La Trahison du Capitaine Porter

(Thunder over the Plains)

L'histoire

La guerre de Sécession est désormais terminée mais les perdants n'ont pas encore la vie belle. Les Texans se voient taxés plus que de coutume et spoliés de leurs terrains pour une bouchée de pain par des hommes d'affaires sans scrupules, les Carpetbaggers. Les Tuniques bleues sont chargées de faire respecter la loi mais le Capitaine Porter (Randolph Scott) accomplit sa mission sans enthousiasme, furieux de voir les vaincus maltraités de la sorte. Il ne fait donc aucun effort pour traquer Ben Westman (Charles McGraw) et sa bande de renégats. Sorte de Robin Hood du Texas, Ben a décidé de se révolter contre les abus de la justice et les sales manigances de fonctionnaires véreux, notamment Joseph Standish (Elisha Cook Jr.) et H.L. Balfour (Hugh Sanders), en volant les chargements de cotons que ces derniers viennent "légalement" de confisquer à ses concitoyens. Tiraillé entre son devoir et ses convictions, le Capitaine Porter doit dans le même temps gérer sa vie privée guère plus simple, sa douce et jolie épouse (Phyllis Kirk) ne supportant plus de vivre esseulée au sein d'une communauté qui hait le détachement de l'armée américaine que dirige son mari. De plus, elle est encouragée par une de ses anciennes connaissances, un jeune officier impulsif et arrogant (Lex Barker), à partir avec lui dans une région moins houleuse...

Analyse et critique

Après nous avoir inquiétés par deux fois en cette année 1953, André de Toth revient enfin en bonne forme, nous rassurant sur ses capacités et ne faisant pas mentir sa réputation, celle d'être un des réalisateurs de série B les plus doués de sa génération. Oubliés le très médiocre The Last of the Comanches (Le Sabre et la flèche) et l'ennuyeux The Stranger Wore a Gun (Les Massacreurs du Kansas) avec pourtant, dans ce dernier, déjà Randolph Scott. Ces deux derniers films n'avaient pas grand chose pour retenir notre attention, pas plus le scénario que la mise en scène. Si l'intrigue de Thunder Over the Plains s'avère dans l'ensemble sans réelles surprises, André De Toth se fait enfin à nouveau plaisir avec sa caméra, multipliant les travellings et panoramiques savants pour notre plus grand plaisir. A ce jour, il s'agit probablement, techniquement parlant, de son film dont l'exécution se révèle la plus parfaite. Moins dépaysant et mouvementé que Le Cavalier de la mort (Man in the Saddle), moins jubilatoire que La Mission du Commandant Lex (Springfield Rifle), La Trahison du Capitaine Porter vient néanmoins prendre place juste derrière ces deux très belles réussites.

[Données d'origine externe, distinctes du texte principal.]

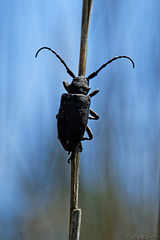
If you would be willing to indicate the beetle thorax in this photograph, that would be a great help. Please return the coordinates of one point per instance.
(79, 85)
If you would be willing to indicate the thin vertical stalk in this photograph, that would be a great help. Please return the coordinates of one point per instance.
(75, 212)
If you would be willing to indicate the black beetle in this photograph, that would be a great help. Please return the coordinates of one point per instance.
(73, 115)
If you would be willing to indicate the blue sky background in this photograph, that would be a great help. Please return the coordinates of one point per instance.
(30, 91)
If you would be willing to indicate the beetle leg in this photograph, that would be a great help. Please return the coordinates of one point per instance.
(94, 92)
(95, 116)
(90, 134)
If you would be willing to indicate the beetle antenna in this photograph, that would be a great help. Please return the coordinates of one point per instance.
(62, 61)
(94, 74)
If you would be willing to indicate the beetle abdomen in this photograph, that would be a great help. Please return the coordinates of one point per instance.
(72, 119)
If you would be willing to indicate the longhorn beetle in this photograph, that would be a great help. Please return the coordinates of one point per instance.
(73, 115)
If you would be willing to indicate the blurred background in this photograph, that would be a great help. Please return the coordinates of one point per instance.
(119, 174)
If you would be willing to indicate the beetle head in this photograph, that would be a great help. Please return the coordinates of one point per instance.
(79, 85)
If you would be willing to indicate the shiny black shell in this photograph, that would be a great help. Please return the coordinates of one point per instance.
(72, 119)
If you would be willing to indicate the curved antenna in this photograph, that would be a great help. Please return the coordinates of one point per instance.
(94, 74)
(62, 61)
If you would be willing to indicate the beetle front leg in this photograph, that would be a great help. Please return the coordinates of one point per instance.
(95, 116)
(90, 134)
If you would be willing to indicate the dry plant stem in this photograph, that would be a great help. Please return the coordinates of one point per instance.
(75, 213)
(86, 15)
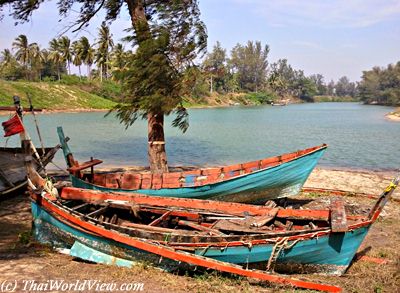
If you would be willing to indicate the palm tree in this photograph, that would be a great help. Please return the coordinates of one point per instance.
(21, 45)
(55, 55)
(77, 56)
(37, 58)
(87, 53)
(24, 51)
(105, 43)
(89, 60)
(118, 60)
(66, 52)
(6, 56)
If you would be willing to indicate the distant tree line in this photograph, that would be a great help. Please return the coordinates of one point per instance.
(381, 85)
(245, 69)
(30, 62)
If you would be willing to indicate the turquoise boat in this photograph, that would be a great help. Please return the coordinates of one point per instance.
(119, 228)
(251, 182)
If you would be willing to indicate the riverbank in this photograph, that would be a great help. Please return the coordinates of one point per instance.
(394, 116)
(21, 258)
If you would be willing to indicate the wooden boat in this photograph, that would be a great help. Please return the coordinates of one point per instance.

On a déjà vu un bon nombre de westerns débutant juste à la fin de la guerre de Sécession et nous décrivant la situation où se trouvaient les vaincus, spoliés par les Carpetbaggers qui faisaient du profit sur leur dos. Le Texas était à l'époque un des deux Etats non encore entrés dans l'Union ; il était alors gouverné par l'armée d'occupation qui était obligée de faire respecter les lois édictées par le gouvernement, même si ces dernières s'avéraient très souvent d'une injustice flagrante pour les Texans. Les tensions entre habitants et nouveaux venus étaient alors exacerbées, les Texans haïssant tout autant les profiteurs du Nord que les militaires chargés de soutenir et protéger ces derniers. La première chose intéressante dans le film d'André De Toth est l'exposition concise et efficace de cet état de fait, de cette période difficile de l'après-guerre civile. Puis vient la présentation des personnages dont l'écriture se révèle être également assez riche, tout au moins concernant les principaux protagonistes.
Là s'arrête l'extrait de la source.